Watts fares better than Norton, though she is saddled with several long speeches to underline the conflicts that would make more sense were she supposed to be a modern character raised to be introspective rather than a superficial, immature and bored newlywed. She is also a bit too physically imposing to fit as a character about whom we are repeatedly told is small and fragile.
Where a stronger, smarter film that trusted its audience would have let the actors convey some conflict or allowed for more ambiguity in the middle scenes, “The Painted Veil” goes out of its way to explain itself at every step. Between all that expository dialogue and the film telegraphing the emotional movement of the characters three scenes in advance, there simply isn’t much dramatic tension. When the couple finally reconnects, it feels more inevitable than surprising.
None of this means the film is particularly bad. It is drearily competent, enough so that should viewers have a predisposition to emotionally connect with the material, they may not find the lack of any deep insight or depth a problem.

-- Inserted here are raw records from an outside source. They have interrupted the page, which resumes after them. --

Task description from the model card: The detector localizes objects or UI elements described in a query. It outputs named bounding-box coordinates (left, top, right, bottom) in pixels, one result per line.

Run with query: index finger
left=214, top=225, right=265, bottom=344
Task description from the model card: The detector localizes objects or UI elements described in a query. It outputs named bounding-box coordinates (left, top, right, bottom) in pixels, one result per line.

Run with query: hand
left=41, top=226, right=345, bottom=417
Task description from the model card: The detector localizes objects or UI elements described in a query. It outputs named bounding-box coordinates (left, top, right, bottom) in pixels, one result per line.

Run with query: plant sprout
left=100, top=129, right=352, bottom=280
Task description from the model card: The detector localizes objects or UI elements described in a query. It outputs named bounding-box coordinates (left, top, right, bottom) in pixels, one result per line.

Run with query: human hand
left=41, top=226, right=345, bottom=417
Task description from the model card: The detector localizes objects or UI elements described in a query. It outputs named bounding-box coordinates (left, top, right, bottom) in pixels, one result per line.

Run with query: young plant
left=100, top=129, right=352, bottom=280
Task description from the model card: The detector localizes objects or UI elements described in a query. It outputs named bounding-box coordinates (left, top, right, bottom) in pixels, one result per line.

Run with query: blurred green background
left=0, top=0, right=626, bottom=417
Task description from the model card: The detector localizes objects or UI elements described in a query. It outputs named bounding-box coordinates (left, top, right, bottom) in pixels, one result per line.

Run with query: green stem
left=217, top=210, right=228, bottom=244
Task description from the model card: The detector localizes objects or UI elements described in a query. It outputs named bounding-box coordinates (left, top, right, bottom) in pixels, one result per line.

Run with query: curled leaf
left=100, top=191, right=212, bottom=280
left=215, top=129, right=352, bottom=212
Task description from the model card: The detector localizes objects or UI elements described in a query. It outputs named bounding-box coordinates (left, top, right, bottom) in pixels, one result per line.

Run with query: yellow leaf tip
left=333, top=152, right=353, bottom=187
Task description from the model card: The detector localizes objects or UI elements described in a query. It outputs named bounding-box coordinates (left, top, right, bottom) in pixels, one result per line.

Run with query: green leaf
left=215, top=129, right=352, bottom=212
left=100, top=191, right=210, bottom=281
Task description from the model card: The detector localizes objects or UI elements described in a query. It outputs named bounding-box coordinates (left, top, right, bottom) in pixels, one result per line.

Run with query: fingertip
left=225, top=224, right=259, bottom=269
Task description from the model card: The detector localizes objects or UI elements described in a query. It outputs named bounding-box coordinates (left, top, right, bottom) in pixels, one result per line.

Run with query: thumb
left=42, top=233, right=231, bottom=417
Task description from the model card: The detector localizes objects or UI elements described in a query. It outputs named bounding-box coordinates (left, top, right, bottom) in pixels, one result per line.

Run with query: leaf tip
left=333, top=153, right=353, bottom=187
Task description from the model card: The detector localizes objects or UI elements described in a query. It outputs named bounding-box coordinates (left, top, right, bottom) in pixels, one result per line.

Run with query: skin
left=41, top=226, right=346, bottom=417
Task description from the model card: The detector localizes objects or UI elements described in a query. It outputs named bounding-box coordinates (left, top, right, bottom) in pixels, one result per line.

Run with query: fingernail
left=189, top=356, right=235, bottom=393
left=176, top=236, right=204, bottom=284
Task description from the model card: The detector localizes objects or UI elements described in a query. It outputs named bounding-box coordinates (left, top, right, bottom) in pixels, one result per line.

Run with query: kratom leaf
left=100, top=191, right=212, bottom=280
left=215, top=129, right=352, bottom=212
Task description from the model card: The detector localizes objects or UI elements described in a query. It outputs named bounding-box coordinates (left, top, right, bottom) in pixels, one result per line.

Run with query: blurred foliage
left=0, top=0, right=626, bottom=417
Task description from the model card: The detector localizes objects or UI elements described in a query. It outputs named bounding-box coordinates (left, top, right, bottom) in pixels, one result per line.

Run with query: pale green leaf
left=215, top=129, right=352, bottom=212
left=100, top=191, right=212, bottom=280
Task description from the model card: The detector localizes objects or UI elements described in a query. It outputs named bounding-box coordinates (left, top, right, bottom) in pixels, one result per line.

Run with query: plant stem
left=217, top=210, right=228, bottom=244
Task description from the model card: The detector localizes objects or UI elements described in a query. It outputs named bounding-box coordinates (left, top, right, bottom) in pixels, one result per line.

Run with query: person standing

By the end, we’ve learned loving your spouse is better than not and that greater happiness may be found in faithfulness than in carnal pleasures.
The film does retain vestiges of some of Maugham’s acerbic, post-World War I cynicism, perhaps best seen in a speech given by the mother superior of the convent where Kitty volunteers who likens her own relationship to God to that of an elderly married couple who have grown indifferent to one another. Walter also makes one speech impugning the nuns’ motivations for doing missionary work, though this is presented in the film as coming from a place of personal anger or bitterness and not offered as a serious critique of the church or an actual conflict of worldviews between the married couple.
If I come across as suspicious towards the film’s championing of love, it may be because Kitty’s and Walter’s reconciliation appears to me to be based more on emotional penance and physical loneliness than it is on actual forgiveness or growing spiritual unity, so it is hard for me to see the eventual love the film champions as being substantially different from the initial infatuation and resignation that led to the marriage in the first place. I believe that Walter’s and Kitty’s newfound love is real because the film tells me so, but the love at the end of the film is the amorphous, fuzzy sort of emotional love that people “fall” into rather than choose, and it thus comes across as more accidental than heroic or redemptive.
The “Painted Veil” is rated PG-13 for partial nudity and some disturbing images of death and illness.